Why do people like it? Well, for a start – you don’t smoke it and that sits well with many. Arguably it is easier to deliver the specific quantity of active ingredients which the patient requires as you can dial up or down on a patient led needs basis. It is easy for individuals who are swallowing compromised. Children can drink it over popping a pill. The list goes on.
So what is the problem? The downsides rotate around bioavailability, stability and contamination.
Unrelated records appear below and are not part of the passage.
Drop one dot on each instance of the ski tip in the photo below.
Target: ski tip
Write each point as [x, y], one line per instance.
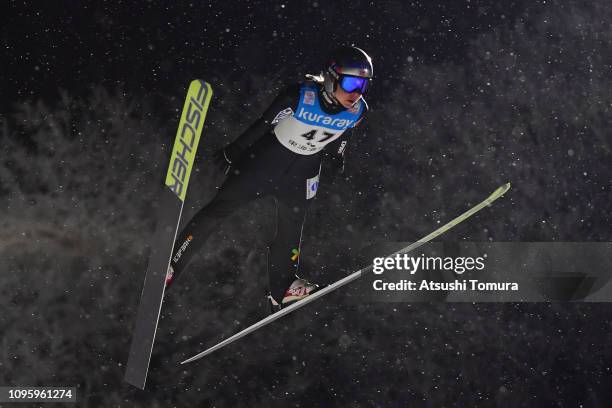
[501, 190]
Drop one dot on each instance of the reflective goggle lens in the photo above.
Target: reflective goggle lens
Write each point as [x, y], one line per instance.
[351, 84]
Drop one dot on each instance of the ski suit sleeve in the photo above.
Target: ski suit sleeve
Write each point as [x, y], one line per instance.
[338, 148]
[286, 100]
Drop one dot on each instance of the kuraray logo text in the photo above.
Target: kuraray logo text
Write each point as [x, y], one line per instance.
[318, 118]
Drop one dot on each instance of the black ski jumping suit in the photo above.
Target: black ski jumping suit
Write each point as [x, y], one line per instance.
[281, 157]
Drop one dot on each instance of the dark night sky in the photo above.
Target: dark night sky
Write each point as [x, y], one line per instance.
[161, 45]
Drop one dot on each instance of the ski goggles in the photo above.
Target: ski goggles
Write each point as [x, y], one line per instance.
[350, 84]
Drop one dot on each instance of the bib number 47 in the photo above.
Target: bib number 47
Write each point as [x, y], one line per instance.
[310, 136]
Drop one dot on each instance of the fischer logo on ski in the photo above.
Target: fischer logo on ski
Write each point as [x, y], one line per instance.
[169, 203]
[188, 137]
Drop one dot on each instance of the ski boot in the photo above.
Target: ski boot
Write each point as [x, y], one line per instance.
[299, 289]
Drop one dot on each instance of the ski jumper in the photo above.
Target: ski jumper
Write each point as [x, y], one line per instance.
[283, 153]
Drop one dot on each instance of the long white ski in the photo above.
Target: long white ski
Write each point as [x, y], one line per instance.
[355, 275]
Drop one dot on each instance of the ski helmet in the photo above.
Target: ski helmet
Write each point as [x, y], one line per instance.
[350, 68]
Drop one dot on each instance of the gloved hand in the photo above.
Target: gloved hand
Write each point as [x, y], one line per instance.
[225, 158]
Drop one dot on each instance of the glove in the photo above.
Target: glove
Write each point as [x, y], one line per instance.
[225, 158]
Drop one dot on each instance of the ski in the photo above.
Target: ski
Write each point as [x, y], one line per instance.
[355, 275]
[170, 206]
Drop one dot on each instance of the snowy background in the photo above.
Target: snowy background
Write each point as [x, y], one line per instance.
[466, 96]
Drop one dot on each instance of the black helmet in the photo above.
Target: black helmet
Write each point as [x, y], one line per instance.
[348, 65]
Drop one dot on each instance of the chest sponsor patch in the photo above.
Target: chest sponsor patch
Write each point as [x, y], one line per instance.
[312, 184]
[309, 97]
[282, 115]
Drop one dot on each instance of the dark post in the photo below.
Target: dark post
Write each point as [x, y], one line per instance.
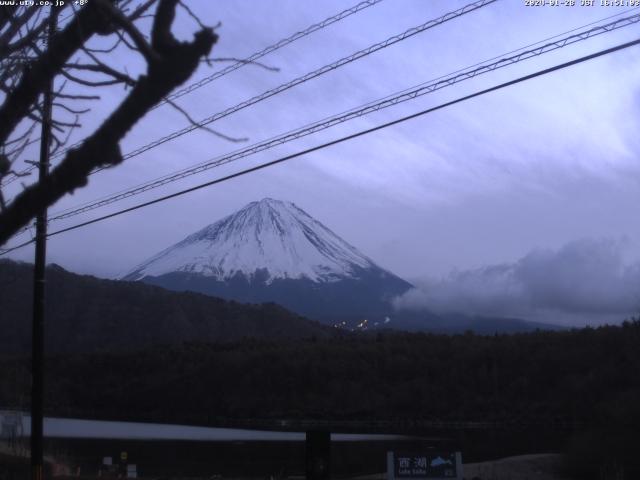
[318, 455]
[37, 355]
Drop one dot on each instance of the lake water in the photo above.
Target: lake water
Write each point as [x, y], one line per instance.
[98, 429]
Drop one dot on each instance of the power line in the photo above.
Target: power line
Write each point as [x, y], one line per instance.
[241, 63]
[405, 95]
[272, 48]
[361, 133]
[311, 75]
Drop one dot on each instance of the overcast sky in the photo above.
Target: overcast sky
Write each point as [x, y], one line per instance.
[540, 168]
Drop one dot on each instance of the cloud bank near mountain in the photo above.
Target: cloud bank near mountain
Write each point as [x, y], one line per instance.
[586, 281]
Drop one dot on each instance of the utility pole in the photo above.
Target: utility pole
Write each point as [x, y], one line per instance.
[37, 355]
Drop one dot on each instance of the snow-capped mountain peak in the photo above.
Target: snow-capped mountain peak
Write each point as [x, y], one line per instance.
[270, 237]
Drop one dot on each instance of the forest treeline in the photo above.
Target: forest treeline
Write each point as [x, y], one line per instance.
[588, 375]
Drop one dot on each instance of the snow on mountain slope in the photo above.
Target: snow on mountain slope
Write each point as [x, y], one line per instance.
[270, 235]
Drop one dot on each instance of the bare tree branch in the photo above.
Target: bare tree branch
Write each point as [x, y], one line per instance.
[175, 64]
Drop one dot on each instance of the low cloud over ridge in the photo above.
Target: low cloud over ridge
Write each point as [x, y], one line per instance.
[584, 282]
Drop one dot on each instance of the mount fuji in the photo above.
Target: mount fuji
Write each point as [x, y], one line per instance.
[273, 251]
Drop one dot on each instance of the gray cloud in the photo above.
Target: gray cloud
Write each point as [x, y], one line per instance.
[584, 282]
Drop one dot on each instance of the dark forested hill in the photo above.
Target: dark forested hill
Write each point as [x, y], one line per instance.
[578, 375]
[87, 314]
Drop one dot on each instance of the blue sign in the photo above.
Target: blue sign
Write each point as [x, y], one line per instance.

Bioavailability determines the rate of absorption, and how you ingest cannabinoids makes a huge difference. Ingesting orally can be significantly less effective than other methods, such as sublingual which has been shown to be much more effective, so suspension in oil may not be optimal in terms of how much of the active ingredients are made available to the body. One also needs also to factor in the period of time of absorption, and a longer absorption period provides better efficacy for most diseases which are treated with medical cannabis. Long release pills and patches (as examples) may therefore have an edge on oil suspension
Arguably bioavailability is the easy one as it can readily be tested for prior to use. What about stability and contamination due to patient activity? These are lesser well studied given breaching a bottle of medical cannabis suspension in oil which is then treated differently by patients can lead to unexpected results. What are the environmental conditions in which the bottle is stored? How is the patient administering the drug, do they touch the delivery implement with their tongue? Are they sucking the last of any drops out of a dropper and returning the dropper to the bottle, introducing contaminants (e.g. bacterial) which then affect the product? So many patient led variables lead to many unknowns and many potentially unknown unknowns given conditions outside of a lab cannot all be pre-identified and potential outcomes tested accordingly.
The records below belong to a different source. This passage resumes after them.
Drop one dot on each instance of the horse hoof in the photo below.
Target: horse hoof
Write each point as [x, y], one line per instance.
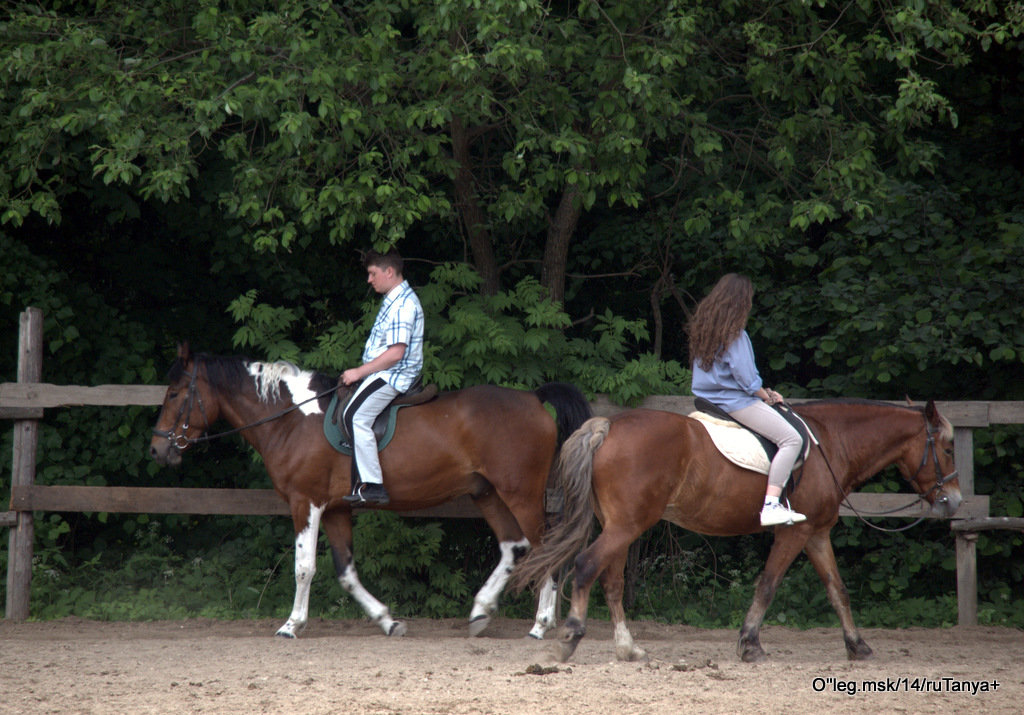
[290, 630]
[753, 655]
[632, 655]
[859, 652]
[478, 624]
[563, 649]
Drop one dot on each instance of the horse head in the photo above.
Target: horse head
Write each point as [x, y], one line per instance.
[185, 413]
[929, 464]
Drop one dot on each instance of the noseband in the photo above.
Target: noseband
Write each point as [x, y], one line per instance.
[930, 447]
[940, 480]
[180, 440]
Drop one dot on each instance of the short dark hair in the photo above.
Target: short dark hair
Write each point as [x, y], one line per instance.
[391, 259]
What does this mean for medical cannabis? Likely a sector-wide move to more tightly defined delivery mechanisms (such as sprays and capsules) to ensure more exact dosing, bioavailability, stability and product integrity is achieved, with the result that medical cannabis walks and talks more like a pharmaceutical and less like a nutraceutical as the industry progresses.
This is good news to proponents of the industry, driving further movement towards greater mainstream acceptance of medical cannabis.